The project goes beyond a forecasting notebook by connecting predictive evidence to governed, explainable, and reviewable operational decisions.
| Capability | Traditional Forecasting Tool | GridGuard AI |
|---|---|---|
| Forecast output | Demand values or a chart | 12–48 hour forecast plus peak, reserve, scenario, and risk evidence |
| Explainability | Limited or model-specific | SHAP drivers, fired-rule trace, benchmark metrics, and policy sources |
| Decision reasoning | One fixed analytical path | Internal deterministic, Groq, or Gemini with optional agent debate |
| Governance | Recommendation may be detached from policy | Local RAG, compliance review, human rationale, and persisted provenance |
| Resilience | Hosted model failure may block output | Zero-token Internal Expert System remains available |
| Control authority | Varies by implementation | Advisory only; no autonomous generation, transmission, or load control |
What This Project Demonstrates
A production-minded AI portfolio project spanning time-series forecasting, data engineering, model governance, RAG, multi-agent orchestration, APIs, persistence, and human-centered decision support.
Adaptable Data Architecture
Switches between synthetic, historical Kaggle, and recent EIA data while preserving the same downstream feature, forecasting, and decision workflow.
Engines and Agents
Offers three selectable decision engines and, when enabled for a hosted provider, a transparent three-role debate committee with a visible transcript.
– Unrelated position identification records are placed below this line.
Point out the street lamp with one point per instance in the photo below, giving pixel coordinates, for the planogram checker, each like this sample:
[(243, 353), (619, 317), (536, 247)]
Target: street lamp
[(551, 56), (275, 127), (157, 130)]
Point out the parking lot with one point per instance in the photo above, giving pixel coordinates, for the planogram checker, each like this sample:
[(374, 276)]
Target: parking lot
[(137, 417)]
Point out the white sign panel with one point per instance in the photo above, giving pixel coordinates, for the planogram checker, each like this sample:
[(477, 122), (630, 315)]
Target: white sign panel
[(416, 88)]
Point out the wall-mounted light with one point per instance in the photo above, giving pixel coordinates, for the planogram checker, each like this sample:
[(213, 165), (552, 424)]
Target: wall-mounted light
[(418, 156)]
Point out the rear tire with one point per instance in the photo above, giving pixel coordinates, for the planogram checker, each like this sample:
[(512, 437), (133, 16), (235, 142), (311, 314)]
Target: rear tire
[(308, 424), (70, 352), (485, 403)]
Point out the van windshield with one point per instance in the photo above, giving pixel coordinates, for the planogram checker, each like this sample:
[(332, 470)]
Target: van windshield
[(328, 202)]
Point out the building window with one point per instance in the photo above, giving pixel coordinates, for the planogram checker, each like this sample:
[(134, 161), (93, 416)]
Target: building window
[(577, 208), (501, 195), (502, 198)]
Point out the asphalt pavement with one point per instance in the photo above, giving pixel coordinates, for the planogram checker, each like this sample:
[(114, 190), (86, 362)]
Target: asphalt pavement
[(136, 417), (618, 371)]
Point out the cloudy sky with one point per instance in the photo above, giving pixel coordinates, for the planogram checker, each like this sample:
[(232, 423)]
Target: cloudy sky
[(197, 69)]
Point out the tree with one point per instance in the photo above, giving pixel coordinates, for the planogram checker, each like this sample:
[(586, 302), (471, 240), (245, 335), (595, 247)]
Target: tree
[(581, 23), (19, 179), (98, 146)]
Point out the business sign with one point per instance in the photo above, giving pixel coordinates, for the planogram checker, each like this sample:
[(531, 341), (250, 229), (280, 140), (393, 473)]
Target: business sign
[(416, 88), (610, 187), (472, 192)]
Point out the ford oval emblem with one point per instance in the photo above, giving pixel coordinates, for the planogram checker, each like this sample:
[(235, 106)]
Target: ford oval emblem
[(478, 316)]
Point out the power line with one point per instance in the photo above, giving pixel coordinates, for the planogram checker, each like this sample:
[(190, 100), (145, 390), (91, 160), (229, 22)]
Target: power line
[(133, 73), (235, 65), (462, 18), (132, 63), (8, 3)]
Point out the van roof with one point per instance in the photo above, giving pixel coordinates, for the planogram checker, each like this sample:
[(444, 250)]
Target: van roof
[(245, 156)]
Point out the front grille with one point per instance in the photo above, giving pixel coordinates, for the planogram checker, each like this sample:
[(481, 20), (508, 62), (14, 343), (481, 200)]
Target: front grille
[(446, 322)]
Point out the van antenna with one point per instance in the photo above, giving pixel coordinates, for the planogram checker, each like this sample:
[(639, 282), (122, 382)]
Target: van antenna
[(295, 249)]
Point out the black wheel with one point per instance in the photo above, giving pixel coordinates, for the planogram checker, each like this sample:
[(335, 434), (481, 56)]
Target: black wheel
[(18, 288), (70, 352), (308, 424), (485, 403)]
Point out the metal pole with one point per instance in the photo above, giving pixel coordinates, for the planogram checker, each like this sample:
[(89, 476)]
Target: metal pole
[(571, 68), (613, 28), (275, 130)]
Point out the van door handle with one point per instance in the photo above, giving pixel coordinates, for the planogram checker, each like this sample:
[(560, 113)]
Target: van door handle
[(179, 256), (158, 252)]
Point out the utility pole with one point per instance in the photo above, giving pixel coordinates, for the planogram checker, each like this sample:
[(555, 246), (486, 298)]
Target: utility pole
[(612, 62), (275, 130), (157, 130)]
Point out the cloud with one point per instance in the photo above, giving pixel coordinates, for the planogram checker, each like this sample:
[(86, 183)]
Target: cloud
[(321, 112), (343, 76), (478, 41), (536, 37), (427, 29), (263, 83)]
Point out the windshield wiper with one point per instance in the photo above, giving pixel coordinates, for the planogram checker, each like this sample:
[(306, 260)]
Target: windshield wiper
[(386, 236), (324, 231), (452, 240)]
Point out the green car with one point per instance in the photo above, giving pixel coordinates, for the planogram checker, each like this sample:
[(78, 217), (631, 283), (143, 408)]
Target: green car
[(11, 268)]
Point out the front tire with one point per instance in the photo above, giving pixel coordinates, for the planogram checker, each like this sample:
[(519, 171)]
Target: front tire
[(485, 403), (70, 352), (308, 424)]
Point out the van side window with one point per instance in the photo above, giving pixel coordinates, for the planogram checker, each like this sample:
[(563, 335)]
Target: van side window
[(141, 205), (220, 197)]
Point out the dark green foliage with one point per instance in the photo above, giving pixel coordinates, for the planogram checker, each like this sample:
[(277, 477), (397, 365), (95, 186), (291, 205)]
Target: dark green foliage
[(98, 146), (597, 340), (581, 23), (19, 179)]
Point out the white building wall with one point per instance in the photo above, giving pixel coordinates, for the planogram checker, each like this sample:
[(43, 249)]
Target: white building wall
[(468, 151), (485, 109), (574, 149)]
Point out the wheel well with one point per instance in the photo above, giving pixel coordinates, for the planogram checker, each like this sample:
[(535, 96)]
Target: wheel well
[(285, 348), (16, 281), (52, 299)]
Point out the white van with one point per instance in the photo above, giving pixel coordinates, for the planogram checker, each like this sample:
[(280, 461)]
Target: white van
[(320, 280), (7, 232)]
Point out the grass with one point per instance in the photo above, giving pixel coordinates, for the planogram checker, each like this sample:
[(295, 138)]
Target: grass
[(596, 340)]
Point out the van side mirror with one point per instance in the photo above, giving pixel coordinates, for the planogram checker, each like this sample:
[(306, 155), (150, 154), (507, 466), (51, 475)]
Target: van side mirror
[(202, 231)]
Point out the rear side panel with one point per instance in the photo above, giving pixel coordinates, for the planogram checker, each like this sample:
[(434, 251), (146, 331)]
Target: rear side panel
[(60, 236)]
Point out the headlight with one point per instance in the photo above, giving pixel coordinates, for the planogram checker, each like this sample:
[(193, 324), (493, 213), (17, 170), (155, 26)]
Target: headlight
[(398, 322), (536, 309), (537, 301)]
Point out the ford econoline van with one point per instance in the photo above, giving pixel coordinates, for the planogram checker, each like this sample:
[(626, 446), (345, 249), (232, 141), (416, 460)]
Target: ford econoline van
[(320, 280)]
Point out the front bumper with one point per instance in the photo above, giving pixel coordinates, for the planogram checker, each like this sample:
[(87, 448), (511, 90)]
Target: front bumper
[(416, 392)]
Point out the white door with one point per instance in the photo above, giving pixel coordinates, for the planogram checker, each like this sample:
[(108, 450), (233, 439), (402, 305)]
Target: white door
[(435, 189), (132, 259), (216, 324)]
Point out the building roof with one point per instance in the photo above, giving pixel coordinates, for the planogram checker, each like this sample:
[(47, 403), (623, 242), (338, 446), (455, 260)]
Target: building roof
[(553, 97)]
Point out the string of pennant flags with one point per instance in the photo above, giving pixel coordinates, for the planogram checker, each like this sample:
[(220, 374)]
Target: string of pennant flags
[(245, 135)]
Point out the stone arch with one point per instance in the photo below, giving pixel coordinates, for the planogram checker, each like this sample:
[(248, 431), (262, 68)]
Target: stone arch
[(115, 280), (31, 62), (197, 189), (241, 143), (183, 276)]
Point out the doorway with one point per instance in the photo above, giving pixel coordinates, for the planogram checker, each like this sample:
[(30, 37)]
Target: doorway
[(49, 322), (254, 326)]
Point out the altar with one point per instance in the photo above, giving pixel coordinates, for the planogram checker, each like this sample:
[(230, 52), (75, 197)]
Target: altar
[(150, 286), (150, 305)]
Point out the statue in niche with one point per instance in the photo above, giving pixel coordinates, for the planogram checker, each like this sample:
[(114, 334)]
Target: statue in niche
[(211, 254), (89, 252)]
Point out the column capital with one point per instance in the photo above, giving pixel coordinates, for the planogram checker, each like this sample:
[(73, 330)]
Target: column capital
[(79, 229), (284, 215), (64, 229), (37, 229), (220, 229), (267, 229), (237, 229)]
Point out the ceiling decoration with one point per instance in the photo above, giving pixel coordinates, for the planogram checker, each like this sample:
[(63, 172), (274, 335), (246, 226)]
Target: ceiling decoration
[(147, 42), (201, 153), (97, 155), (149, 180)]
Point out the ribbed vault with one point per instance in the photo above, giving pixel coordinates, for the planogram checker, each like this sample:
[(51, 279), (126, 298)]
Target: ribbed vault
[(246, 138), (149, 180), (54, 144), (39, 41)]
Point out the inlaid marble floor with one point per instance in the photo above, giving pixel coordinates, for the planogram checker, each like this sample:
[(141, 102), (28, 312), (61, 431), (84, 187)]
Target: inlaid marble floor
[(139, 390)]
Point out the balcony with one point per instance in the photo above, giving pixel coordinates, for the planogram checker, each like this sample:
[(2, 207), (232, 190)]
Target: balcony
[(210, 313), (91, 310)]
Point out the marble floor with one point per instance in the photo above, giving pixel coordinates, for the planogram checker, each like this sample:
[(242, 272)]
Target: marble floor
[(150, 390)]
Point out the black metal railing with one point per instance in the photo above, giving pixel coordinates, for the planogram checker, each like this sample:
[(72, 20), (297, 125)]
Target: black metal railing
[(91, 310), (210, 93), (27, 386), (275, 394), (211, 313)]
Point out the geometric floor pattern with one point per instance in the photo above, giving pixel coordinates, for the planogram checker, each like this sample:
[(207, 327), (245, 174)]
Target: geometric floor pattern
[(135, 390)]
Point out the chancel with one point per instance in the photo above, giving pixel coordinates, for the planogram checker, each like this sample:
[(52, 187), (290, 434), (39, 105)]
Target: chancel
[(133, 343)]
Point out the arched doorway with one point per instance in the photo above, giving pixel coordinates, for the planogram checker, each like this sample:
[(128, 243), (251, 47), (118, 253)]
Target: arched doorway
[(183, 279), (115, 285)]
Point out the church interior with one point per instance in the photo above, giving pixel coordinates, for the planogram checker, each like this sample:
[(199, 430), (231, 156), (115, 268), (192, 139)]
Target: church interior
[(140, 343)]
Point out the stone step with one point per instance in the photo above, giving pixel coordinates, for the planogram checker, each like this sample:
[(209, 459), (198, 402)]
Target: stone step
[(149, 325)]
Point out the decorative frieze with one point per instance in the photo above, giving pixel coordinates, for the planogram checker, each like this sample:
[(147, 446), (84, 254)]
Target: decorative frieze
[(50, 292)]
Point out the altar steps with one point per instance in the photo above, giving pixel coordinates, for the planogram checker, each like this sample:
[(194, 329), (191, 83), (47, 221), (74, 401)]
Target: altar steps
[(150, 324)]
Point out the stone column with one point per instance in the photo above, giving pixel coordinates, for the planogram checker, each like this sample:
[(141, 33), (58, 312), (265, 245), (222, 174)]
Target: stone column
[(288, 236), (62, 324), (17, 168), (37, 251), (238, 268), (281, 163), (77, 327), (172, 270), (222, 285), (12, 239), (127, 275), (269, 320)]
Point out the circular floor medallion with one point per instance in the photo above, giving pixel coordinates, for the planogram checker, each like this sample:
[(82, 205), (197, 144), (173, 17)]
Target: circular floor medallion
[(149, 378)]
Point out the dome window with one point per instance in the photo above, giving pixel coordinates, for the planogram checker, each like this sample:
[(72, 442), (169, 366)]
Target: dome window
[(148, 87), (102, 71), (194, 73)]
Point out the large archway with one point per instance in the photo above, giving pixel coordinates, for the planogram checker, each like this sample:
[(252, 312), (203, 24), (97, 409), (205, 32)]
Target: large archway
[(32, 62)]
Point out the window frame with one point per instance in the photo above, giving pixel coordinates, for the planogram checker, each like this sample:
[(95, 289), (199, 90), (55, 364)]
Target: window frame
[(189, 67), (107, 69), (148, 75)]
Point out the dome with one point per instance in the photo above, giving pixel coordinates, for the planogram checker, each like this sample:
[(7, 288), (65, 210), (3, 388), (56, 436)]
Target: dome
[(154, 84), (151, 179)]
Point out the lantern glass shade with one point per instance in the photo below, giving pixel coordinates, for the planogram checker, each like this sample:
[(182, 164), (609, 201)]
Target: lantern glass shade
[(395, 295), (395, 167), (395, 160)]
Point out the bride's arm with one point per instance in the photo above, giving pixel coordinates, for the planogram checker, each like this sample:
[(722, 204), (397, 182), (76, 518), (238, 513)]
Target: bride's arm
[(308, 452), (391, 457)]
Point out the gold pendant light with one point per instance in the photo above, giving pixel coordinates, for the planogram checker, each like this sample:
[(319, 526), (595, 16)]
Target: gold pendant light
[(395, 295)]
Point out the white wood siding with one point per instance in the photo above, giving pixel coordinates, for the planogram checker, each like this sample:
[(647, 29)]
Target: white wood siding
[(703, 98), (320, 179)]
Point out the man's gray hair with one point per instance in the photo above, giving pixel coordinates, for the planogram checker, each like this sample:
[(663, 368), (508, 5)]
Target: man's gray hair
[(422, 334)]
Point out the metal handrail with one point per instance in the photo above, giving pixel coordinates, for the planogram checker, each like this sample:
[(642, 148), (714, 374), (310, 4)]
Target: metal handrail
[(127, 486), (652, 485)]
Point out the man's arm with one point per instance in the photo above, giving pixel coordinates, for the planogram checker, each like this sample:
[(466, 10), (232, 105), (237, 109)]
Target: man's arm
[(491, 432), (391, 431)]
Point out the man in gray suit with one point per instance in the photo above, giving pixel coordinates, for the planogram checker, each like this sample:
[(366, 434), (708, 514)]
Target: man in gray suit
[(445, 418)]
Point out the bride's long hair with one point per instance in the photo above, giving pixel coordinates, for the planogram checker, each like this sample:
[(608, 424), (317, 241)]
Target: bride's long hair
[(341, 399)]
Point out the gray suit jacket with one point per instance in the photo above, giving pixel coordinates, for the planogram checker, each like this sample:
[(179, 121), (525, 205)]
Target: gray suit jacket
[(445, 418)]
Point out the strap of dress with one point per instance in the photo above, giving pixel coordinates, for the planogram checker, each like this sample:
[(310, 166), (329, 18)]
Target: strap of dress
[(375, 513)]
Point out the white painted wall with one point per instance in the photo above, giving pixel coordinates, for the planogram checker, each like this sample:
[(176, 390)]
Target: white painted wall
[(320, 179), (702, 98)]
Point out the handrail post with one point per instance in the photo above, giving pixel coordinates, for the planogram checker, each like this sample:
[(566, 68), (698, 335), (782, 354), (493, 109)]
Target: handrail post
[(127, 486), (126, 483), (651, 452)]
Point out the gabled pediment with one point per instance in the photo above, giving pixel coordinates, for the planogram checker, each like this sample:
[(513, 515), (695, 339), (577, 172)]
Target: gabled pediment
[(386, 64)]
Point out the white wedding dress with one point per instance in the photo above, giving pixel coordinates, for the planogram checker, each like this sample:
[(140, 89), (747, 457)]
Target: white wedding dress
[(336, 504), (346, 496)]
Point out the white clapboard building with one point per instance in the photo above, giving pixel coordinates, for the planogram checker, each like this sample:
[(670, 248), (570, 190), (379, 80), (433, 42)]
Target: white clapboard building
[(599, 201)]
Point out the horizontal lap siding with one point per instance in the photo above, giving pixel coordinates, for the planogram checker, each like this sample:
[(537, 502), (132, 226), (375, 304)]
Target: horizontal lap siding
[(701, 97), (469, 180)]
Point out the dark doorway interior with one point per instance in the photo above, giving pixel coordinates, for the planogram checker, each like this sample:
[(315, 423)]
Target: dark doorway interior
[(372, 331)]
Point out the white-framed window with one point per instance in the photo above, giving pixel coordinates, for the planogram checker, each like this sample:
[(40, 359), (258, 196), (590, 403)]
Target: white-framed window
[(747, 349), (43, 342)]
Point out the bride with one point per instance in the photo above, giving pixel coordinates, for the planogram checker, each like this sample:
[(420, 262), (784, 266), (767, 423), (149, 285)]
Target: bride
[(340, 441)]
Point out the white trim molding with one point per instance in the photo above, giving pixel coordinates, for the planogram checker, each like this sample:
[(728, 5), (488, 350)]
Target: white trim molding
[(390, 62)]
Human-Controlled Decisions
Recommendations never execute automatically. Approval, rejection, escalation, rationale, evidence, model version, and source provenance are retained for audit.
Responsible-AI Boundary
GridGuard is an operational analytics demonstration. It does not autonomously control generation, transmission, customer load, or other critical infrastructure. Forecasts, LLM briefings, and agent debate are decision-support evidence for qualified human review.